Solution: count digits

numbers = [1203, 1256, 312456, 98]

count = [0] * 10 # same as [0, 0, 0, 0, 0, 0, 0, 0, 0, 0]

for num in numbers:
    for char in str(num):
        count[int(char)] += 1

for d in range(0, 10):
    print("{}  {}".format(d, count[d]))

First we have to decide where are we going to store the counts. A 10 element long list seems to fit our requirements so if we have 3 0s and 2 8s we would have [3, 0, 0, 0, 0, 0, 0, 0, 2, 0].

• We have a list of numbers.

• We need a place to store the counters. For this we create a variable called counter which is a list of 10 0s. We are going to count the number of times the digit 3 appears in counters[3].

• We iterate over the numbers so num is the current number. (e.g. 1203)

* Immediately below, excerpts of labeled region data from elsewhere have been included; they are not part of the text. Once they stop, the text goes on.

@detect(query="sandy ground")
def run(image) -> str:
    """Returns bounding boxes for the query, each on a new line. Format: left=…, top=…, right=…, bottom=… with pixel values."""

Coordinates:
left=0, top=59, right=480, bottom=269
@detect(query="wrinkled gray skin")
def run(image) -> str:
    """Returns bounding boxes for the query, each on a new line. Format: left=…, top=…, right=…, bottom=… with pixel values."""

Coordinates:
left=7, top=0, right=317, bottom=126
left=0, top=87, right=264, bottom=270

• We would like to iterate over the digits in the current number now, but if we write for var in num we will get an error TypeError: 'int' object is not iterable because num is a number, but numbers are not iterables, so we we cannot iterate over them. So we need to convert it to a string using str.

• On each iteration char will be one character (which in or case we assume that will be a digit, but still stored as a string).

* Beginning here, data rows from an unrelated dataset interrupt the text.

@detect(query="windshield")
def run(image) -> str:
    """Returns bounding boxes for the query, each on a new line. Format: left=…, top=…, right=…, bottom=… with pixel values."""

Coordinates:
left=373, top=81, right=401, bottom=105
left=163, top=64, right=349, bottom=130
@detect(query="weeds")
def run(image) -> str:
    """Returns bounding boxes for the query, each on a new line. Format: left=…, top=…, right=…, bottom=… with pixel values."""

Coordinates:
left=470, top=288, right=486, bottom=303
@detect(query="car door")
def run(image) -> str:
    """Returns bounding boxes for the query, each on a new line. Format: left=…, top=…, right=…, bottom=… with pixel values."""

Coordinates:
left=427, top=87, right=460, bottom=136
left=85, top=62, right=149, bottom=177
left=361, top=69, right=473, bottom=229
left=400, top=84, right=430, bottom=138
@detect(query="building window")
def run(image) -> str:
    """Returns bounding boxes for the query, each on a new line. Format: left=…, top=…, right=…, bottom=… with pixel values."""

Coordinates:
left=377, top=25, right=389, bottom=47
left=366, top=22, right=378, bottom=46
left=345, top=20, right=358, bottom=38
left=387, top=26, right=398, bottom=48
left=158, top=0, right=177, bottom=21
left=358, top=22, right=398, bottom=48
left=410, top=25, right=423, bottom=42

• int(char) will convert the string to a number so for example "2" will be converted to 2.

• count[int(char)] is going to be char[2] if char is "2". That's the location in the list where we count how many times the digit 2 appears in our numbers.

• We increment it by one as we have just encountered a new copy of the given digit.

• That finished the data collection.

• The second for-loop iterates over all the "possible digits" that is from 0-9, prints out the digit and the counter in the respective place.